The Jewish human rights organisation also reminded Mrs May that international human rights treaties such as the ECHR and the United Nations Universal Declaration of Human Rights were developed in response to the atrocities committed by the Nazis.

“As a Jewish human rights organisation, your words have particular resonance. Last month, Holocaust Memorial Day remembered the horrors committed by the Nazis in a world that had no effective political or legal response to totalitarianism.

“Determined never again to allow such inhumanity, the civilised nations moved quickly to establish the United Nations and that first great proclamation of basic, global, human values – the Universal Declaration of Human Rights,” the letter stated.

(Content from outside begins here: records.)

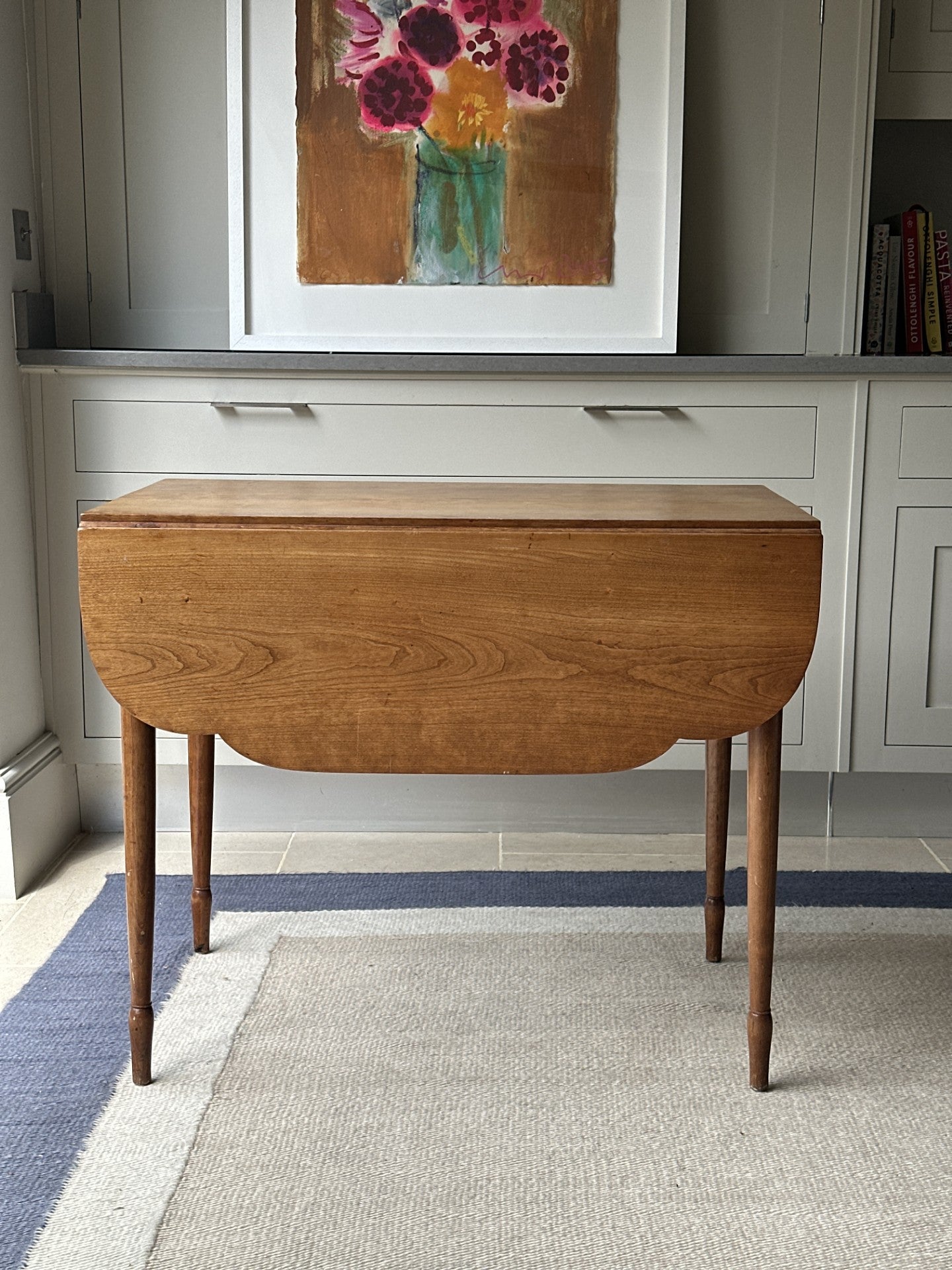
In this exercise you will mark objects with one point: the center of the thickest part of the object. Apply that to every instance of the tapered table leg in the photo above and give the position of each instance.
(139, 813)
(717, 784)
(763, 820)
(201, 785)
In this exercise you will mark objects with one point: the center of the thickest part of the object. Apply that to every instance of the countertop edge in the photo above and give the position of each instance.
(495, 365)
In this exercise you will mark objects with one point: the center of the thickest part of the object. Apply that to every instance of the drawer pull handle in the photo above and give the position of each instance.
(262, 405)
(631, 409)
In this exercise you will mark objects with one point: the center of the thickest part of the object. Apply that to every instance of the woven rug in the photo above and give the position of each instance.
(488, 1071)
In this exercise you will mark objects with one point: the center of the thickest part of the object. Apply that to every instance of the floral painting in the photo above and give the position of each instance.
(456, 142)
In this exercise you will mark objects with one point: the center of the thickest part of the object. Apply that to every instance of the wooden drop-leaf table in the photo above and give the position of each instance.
(393, 626)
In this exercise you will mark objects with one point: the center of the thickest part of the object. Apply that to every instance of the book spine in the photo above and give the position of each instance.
(943, 275)
(931, 291)
(876, 306)
(912, 294)
(894, 291)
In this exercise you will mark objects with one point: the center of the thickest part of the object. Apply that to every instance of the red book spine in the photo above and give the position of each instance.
(943, 269)
(912, 285)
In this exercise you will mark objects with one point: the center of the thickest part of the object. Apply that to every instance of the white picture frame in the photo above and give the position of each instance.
(272, 310)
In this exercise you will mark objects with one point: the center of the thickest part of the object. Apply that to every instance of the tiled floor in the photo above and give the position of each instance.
(32, 926)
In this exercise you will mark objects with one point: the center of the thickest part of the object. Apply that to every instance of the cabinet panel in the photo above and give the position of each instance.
(903, 687)
(920, 704)
(922, 37)
(914, 78)
(750, 113)
(926, 448)
(370, 440)
(154, 150)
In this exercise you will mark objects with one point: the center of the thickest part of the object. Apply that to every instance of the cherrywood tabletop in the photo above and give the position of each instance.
(456, 503)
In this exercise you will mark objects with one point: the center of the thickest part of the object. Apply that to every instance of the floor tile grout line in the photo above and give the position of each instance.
(281, 863)
(54, 868)
(939, 863)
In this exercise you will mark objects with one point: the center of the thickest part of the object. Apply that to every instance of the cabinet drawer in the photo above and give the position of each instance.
(926, 448)
(920, 702)
(658, 440)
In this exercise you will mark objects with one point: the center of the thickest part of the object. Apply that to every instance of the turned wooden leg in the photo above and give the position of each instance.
(201, 784)
(717, 786)
(763, 818)
(139, 813)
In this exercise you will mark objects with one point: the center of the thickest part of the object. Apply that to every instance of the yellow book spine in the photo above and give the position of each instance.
(931, 291)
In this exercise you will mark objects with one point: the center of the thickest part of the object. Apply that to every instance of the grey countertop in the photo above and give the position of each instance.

The charity also reminded Mrs May that the ECHR was both British and Conservative in origin, having been advocated by Winston Churchill and drafted by former Conservative Home Secretary, David Maxwell-Fyfe.

In the past, Mrs May has expressed her desire to replace the ECHR with a British Bill of Rights. While serving as Home Secretary from 2010 to 2016, the ECHR frustrated her plans to extradite hate preacher Abu Qatada.

Last April, the Prime Minister said: “The ECHR can bind the hands of Parliament, adds nothing to our prosperity, makes us less secure by preventing the deportation of dangerous foreign nationals, and does nothing to change the attitudes of governments like Russia’s when it comes to human rights.”